Hacker News new | ask | show | jobs
by userbinator 519 days ago
I don't get it. The only times I've had problems with filesystem corruption in the past few decades was with a hardware problem, and said hardware was quickly replaced. FAT family has been perfectly fine while I've encountered corruption on every other FS including NTFS, exFAT, and the ext* family.

Meanwhile you can read plenty of stories of others having the exact opposite experience.

If you keep losing data to power losses or crashes, perhaps fix the cause of that? It doesn't make sense to try to work around it.

3 comments

> If you keep losing data to power losses or crashes, perhaps fix the cause of that? It doesn't make sense to try to work around it.

Ponder this notion for a moment: there are problems within one's control and problems outside of one's control.

For example, we can't control the weather. If it snows three feet overnight you simply have to deal with the fact that you're not getting to work today.

Since we can't simply stop hardware from failing, we have to deal with the fact that hardware fails. Your seventeen redundant UPSes might experience a one in a trillion cascade failure. It might take the utility ten minutes longer to restore your power than you have onsite generation.

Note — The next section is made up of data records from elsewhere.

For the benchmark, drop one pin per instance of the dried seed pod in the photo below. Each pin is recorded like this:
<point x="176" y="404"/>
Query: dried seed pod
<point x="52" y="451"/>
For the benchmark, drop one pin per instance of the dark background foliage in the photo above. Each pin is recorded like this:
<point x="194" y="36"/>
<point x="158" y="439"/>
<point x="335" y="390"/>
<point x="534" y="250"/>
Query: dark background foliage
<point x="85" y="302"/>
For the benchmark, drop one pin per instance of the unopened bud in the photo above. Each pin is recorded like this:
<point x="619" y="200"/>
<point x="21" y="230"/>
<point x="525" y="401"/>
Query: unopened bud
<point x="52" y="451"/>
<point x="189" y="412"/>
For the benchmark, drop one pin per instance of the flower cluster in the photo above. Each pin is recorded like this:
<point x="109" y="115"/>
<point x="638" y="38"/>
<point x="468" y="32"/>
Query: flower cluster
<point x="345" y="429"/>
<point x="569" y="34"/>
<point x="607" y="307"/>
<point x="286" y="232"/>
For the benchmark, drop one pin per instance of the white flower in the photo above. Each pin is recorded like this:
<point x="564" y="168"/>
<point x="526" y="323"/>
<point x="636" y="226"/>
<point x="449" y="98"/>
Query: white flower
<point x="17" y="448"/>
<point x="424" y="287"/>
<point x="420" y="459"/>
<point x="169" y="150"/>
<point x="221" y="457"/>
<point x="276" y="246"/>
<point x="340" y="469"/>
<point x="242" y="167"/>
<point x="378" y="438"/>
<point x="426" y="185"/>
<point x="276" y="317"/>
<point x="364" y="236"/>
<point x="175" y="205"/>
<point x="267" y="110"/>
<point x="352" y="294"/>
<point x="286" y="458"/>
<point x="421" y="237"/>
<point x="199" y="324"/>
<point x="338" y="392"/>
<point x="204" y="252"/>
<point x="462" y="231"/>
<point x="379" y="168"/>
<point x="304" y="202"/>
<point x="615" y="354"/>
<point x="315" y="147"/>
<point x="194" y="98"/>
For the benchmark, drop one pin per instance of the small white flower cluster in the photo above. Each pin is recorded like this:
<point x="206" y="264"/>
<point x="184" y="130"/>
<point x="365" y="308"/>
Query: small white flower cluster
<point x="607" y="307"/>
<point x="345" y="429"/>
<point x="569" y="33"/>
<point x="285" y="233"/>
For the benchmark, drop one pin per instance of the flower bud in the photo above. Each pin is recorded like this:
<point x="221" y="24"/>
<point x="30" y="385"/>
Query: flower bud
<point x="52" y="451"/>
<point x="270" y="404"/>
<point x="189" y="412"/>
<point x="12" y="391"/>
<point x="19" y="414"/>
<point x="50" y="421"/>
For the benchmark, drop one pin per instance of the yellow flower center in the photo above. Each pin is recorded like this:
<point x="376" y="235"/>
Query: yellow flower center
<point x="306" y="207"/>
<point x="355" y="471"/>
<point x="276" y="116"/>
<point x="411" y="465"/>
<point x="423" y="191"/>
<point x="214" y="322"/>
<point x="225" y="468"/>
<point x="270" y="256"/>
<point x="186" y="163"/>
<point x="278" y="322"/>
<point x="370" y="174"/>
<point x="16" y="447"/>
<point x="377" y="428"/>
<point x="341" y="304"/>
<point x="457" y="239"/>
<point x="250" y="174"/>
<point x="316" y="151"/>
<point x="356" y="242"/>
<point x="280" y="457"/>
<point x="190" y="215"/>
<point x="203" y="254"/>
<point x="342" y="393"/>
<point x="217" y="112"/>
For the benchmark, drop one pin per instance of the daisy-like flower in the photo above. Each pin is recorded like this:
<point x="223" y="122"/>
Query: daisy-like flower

This is not a class of problem we can control or prevent. We fix these problems by building systems which withstand failures. You can't just will electrons out of the wall socket, but you can build a better disk or FS that corrupts less data when the electrons stop.

There was that time (2009 or so?) I wrote 2 million files to a single directory on NTFS and that filesystem was never the same again. It didn't seem to be a hardware problem. I used to be really careful to not put a crazy number of files in a directory on Linux and Windows storing them in subdirs like

  b7/b74a/b74a56
where the digits are derived from a hash of the file name but lately I've had some NTFS volumes with a 1M file directory that seem to be OK.

Hardware problems also manifest in mysterious ways. On both Windows and MacOS I had computers that seemed to be OK until I did an OS update which caused enough IO that a failing HDD was pushed over the edge and the update failed; in one case I was able to roll back the update but not apply the update, in another case the machine was trashed. Careful investigation (like taking the disk out and inspecting it on another computer) revealed a hard drive error although there was no clear indication of this in the UI and the average person would blame to software update

> If you keep losing data to power losses or crashes, perhaps fix the cause of that?

I keep telling my users to make sure to plug their phones in before the battery dies, but for some reason they keep forgetting...

Phones shut down when close, but before they hit zero battery
Then that's entirely their fault. They deserve all the corruption they get.
Seems like I hit a nerve. Apparently teaching users responsibility is a bad thing?

No wonder things are "hard". Because otherwise many in this godforsaken industry wouldn't need to be employed.